Des pompiers catalans forment un cordon de sécurité entre les manifestants indépendantistes et la police, à Sant Julia de Ramis (Espagne), le 1er octobre 2017.
Des pompiers catalans forment un cordon de sécurité entre les manifestants indépendantistes et la police, à Sant Julia de Ramis (Espagne), le 1er octobre 2017. (LLUIS GENE / AFP)

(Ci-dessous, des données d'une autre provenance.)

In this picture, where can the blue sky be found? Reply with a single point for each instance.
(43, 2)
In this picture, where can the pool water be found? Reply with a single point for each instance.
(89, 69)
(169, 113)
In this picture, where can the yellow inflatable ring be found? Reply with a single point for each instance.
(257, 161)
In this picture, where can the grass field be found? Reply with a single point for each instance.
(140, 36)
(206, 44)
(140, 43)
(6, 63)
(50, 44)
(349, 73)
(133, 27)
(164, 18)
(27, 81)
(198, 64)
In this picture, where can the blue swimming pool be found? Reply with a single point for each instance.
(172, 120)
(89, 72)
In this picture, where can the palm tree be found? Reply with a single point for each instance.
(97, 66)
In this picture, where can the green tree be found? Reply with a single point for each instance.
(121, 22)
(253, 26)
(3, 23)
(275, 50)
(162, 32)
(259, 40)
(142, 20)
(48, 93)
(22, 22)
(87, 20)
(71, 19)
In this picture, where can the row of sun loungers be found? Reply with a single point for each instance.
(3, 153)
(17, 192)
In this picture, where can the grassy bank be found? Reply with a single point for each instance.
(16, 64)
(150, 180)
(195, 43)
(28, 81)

Le ton est monté entre indépendantistes catalans et autorités espagnoles, dimanche 1er octobre, alors que 5,3 millions de personnes étaient appelées à voter lors du référendum d'autodétermination de la région. Le scrutin, jugé illégal par la Cour constitutionnelle espagnole, a été interdit par le gouvernement central. Personnes âgées évacuées manu militari, irruption de la police anti-émeute dans les bureaux, heurts avec les militants... La journée de vote a été marquée par plusieurs scènes fortes. Franceinfo revient en images sur ce scrutin.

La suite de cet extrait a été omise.